DEPUTY MASTER ARKUSH: - in English – A. Yes.
DEPUTY MASTER ARKUSH: - what a document meant – A. Yes.
DEPUTY MASTER ARKUSH: - do you think she would have been able to understand it?
A. If it was – yeah of course. If it was simplified then I feel that she would have understood it.
DEPUTY MASTER ARKUSH: ‘If it was explained…’ –
A. In simple terms, yes.
DEPUTY MASTER ARKUSH: - ‘…in simple terms, in English, she would have been able to understand it. Of course’. You said, ‘of course’? A. Yes.
DEPUTY MASTER ARKUSH: Is that fair?
A. If it was simple and straightforward, yeah I think so. I think even my mum would understand if it was explained.
DEPUTY MASTER ARKUSH: Thank you.
In a simple manner.
MR D REA: How simple would you say, what you mean by simple –
DEPUTY MASTER ARKUSH: No I do not think we need to have this discussion. Again, it is not for the witness. You can make submissions on it.
Comment: The Deputy Master’s intervention was seeking clarification. Looked at in context, it is not correct to say that he “took over” the examination. Before the Transcript extract above, Angela had already been questioned by David about Anna’s command of English (Transcript p. 12), and had said that her Aunt read The Sun newspaper. In response to a question by the Deputy Master at p. 13A she had said that Anna did not need an interpreter to do so. The passage above is a development of the same theme. It was legitimate for the Deputy Master to clarify what Angela was saying, and the answer given (if legal matters were explained in simple terms, Anna would have understood) was entirely consistent with the evidence Angela had given earlier, and indeed consistent with the earlier evidence of Mrs Sukul and Dr Qaiyum.
2/110-112D: DMA expresses impatience at the examination-in-
chief of David Rea by Remo Rea, from “my generosity is now at anend” [110F] to Remo Rea being persuaded to sit down [112E].
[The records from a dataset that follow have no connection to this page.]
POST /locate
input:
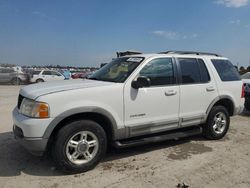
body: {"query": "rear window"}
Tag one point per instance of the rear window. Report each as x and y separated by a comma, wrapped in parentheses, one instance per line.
(36, 72)
(226, 70)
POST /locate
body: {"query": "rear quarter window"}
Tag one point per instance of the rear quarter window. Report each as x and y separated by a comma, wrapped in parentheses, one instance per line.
(226, 70)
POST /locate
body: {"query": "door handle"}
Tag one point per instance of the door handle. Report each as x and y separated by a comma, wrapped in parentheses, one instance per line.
(210, 88)
(170, 92)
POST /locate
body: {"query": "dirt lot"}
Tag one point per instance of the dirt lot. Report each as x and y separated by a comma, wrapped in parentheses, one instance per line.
(194, 161)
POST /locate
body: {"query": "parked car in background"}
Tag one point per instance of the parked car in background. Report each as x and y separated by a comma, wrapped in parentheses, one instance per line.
(9, 75)
(246, 77)
(76, 75)
(131, 101)
(66, 73)
(46, 76)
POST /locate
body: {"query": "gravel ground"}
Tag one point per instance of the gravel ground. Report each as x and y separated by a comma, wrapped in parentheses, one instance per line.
(194, 161)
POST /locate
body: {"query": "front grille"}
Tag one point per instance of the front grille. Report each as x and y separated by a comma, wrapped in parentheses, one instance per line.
(19, 102)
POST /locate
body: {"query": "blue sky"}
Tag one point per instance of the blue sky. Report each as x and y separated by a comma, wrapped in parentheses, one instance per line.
(87, 33)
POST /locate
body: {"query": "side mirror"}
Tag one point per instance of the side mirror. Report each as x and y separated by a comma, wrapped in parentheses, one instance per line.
(141, 82)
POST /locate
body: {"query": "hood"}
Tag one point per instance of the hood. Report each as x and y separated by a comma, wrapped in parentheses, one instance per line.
(35, 90)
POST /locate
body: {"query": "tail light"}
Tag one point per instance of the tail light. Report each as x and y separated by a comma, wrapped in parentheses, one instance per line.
(243, 91)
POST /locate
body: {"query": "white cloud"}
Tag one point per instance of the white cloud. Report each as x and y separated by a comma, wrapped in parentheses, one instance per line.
(233, 3)
(40, 14)
(166, 34)
(172, 35)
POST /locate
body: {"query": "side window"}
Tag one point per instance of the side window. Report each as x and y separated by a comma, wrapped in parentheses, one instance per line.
(190, 70)
(226, 70)
(160, 72)
(203, 72)
(7, 70)
(46, 72)
(36, 72)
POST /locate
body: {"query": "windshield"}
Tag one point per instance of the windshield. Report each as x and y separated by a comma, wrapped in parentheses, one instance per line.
(246, 76)
(117, 70)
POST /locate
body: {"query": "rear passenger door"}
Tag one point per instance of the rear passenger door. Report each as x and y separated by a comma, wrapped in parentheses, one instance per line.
(197, 90)
(156, 108)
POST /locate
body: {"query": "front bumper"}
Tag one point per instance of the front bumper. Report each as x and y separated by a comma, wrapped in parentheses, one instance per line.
(29, 132)
(36, 146)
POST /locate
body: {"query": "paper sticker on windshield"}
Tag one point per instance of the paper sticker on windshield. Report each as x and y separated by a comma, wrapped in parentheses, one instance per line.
(135, 59)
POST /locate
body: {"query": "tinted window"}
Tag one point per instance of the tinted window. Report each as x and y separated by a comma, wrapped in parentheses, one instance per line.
(46, 72)
(203, 72)
(36, 72)
(7, 70)
(246, 76)
(160, 71)
(226, 70)
(117, 70)
(190, 71)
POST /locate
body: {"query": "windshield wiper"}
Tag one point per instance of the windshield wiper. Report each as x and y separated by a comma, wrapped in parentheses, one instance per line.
(93, 78)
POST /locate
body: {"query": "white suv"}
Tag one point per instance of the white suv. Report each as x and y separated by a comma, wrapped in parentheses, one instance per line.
(132, 100)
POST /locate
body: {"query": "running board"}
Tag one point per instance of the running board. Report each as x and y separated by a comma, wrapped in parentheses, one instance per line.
(170, 135)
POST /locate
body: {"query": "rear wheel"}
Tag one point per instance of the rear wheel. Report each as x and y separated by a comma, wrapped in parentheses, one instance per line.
(39, 80)
(79, 146)
(247, 104)
(217, 123)
(16, 81)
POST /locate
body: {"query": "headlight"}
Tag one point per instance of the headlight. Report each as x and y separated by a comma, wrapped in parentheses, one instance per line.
(35, 109)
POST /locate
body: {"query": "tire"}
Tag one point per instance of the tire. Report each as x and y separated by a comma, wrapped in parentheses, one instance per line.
(65, 148)
(16, 81)
(39, 80)
(247, 104)
(216, 130)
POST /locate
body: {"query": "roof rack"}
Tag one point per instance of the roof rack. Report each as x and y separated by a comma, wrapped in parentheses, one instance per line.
(120, 54)
(189, 52)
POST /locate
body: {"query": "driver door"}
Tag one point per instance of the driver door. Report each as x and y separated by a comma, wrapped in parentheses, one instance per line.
(156, 108)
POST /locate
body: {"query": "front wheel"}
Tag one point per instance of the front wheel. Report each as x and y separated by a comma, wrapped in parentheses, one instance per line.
(217, 123)
(16, 81)
(79, 146)
(247, 104)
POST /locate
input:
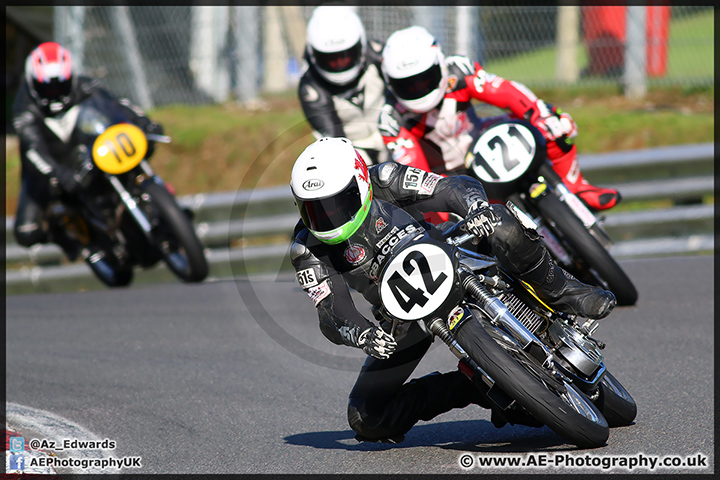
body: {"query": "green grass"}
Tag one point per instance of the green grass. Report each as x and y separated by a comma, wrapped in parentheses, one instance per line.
(690, 55)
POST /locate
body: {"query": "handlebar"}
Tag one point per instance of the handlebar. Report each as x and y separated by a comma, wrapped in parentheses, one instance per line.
(158, 138)
(460, 239)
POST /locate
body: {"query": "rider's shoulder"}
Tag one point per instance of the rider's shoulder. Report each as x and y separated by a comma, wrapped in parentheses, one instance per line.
(460, 65)
(384, 173)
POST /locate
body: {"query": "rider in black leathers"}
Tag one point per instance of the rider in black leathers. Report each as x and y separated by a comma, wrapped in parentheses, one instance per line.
(43, 119)
(383, 407)
(344, 101)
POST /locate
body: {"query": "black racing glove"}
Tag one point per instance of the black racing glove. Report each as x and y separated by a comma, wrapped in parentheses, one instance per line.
(66, 179)
(377, 343)
(156, 129)
(481, 219)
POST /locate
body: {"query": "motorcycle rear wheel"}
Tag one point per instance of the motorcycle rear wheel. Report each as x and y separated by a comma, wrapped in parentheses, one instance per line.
(589, 248)
(545, 398)
(181, 249)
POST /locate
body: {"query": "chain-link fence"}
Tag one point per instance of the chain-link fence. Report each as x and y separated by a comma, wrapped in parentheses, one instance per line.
(164, 54)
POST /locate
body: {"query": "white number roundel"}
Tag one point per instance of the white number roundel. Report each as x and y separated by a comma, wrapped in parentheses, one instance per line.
(503, 153)
(416, 282)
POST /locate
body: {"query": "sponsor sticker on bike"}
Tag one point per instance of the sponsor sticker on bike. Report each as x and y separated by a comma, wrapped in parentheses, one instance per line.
(355, 254)
(411, 180)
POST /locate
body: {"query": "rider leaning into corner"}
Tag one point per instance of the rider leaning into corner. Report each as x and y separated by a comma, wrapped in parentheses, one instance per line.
(350, 215)
(428, 119)
(342, 90)
(44, 118)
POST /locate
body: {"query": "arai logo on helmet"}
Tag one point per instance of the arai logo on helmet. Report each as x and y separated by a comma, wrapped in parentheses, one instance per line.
(407, 64)
(313, 184)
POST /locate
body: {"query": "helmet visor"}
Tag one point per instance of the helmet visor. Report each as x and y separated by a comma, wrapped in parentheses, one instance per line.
(329, 213)
(336, 62)
(417, 86)
(54, 90)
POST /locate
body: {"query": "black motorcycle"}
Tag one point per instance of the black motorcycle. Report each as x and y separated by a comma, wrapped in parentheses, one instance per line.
(509, 157)
(123, 216)
(528, 358)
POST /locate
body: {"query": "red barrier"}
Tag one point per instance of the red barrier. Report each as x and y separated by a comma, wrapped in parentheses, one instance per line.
(604, 35)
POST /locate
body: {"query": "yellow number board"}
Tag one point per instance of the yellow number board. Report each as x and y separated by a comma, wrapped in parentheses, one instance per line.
(120, 148)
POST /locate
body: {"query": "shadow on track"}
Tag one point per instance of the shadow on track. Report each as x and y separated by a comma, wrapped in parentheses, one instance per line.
(472, 436)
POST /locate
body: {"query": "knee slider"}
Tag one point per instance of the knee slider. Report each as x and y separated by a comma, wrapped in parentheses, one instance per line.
(513, 241)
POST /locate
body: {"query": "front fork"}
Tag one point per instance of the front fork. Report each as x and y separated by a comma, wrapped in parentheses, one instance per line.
(588, 219)
(128, 200)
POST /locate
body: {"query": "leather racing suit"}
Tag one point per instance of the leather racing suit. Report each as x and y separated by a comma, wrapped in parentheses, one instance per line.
(351, 110)
(46, 142)
(381, 405)
(439, 139)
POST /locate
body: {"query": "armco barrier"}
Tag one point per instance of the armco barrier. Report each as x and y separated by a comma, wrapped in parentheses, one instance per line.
(228, 221)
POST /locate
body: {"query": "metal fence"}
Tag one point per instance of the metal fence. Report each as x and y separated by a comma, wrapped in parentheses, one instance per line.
(248, 232)
(158, 55)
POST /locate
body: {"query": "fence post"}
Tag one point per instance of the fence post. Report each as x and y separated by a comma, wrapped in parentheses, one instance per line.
(127, 33)
(635, 78)
(566, 68)
(466, 18)
(247, 23)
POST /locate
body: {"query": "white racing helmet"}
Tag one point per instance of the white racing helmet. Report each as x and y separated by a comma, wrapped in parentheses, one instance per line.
(332, 189)
(49, 75)
(414, 68)
(336, 43)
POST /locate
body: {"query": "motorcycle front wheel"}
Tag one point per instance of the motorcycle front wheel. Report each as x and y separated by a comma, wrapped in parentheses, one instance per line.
(615, 403)
(181, 249)
(556, 403)
(593, 254)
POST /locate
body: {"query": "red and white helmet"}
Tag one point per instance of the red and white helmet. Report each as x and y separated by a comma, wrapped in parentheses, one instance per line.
(414, 68)
(48, 71)
(332, 189)
(336, 43)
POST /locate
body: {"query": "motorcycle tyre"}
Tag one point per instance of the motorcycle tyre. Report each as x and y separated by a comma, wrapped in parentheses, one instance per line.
(618, 409)
(552, 208)
(122, 275)
(176, 220)
(529, 392)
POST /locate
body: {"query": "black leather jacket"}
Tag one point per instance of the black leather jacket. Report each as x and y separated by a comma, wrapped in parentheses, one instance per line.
(351, 110)
(46, 141)
(400, 195)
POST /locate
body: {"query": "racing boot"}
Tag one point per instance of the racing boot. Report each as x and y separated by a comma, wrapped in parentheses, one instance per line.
(596, 198)
(562, 291)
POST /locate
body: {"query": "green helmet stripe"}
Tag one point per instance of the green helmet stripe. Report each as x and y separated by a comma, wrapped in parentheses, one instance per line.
(341, 234)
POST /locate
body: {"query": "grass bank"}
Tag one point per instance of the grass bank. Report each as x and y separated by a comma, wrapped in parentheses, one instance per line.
(227, 147)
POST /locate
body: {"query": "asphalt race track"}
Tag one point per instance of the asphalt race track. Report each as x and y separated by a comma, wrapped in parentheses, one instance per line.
(235, 377)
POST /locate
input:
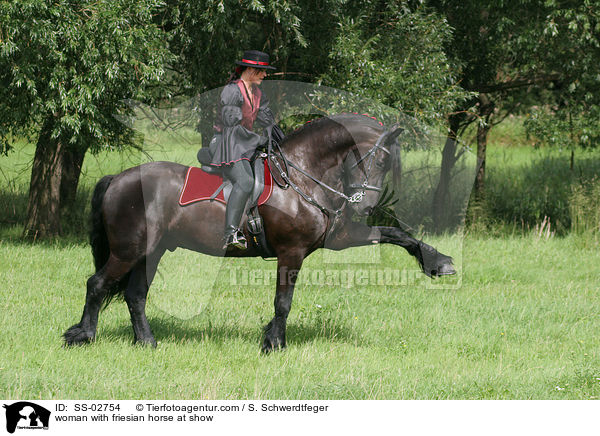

DEPUTY MASTER ARKUSH: -and you are just asking generalised questions. That is not what you are permitted to do. These paragraphs in the witness statement I am receiving as David Rea’s evidence. It is as if he is speaking them in court. They are taken as read. This is not an opportunity just to repeat them. Mostly, in courts, witnesses do not get any of these questions. Their witness statement is taken as read and then they are asked – cross-examined on it by opposing counsel. I have been very generous in allowing you to ask lots of questions which basically only serve to repeat what the witness statement has already said, but I am not
– my generosity is now at an end …
Comment: The Deputy Master had indicated at the beginning of Remo’s examination-in-chief of David that he should not be seeking simply to go over the ground in David’s witness statement (Transcript p. 100F). The extract above was preceded by approximately 10 transcript pages of largely uninterrupted examination by Remo. At p. 105 the Deputy Master said he was being quite indulgent about leading questions and (pp. 105 and 106) had explained how he would treat certain matters as matters of submission. His curtailment of the examination-in-chief at p. 110 was justified and was not unfair.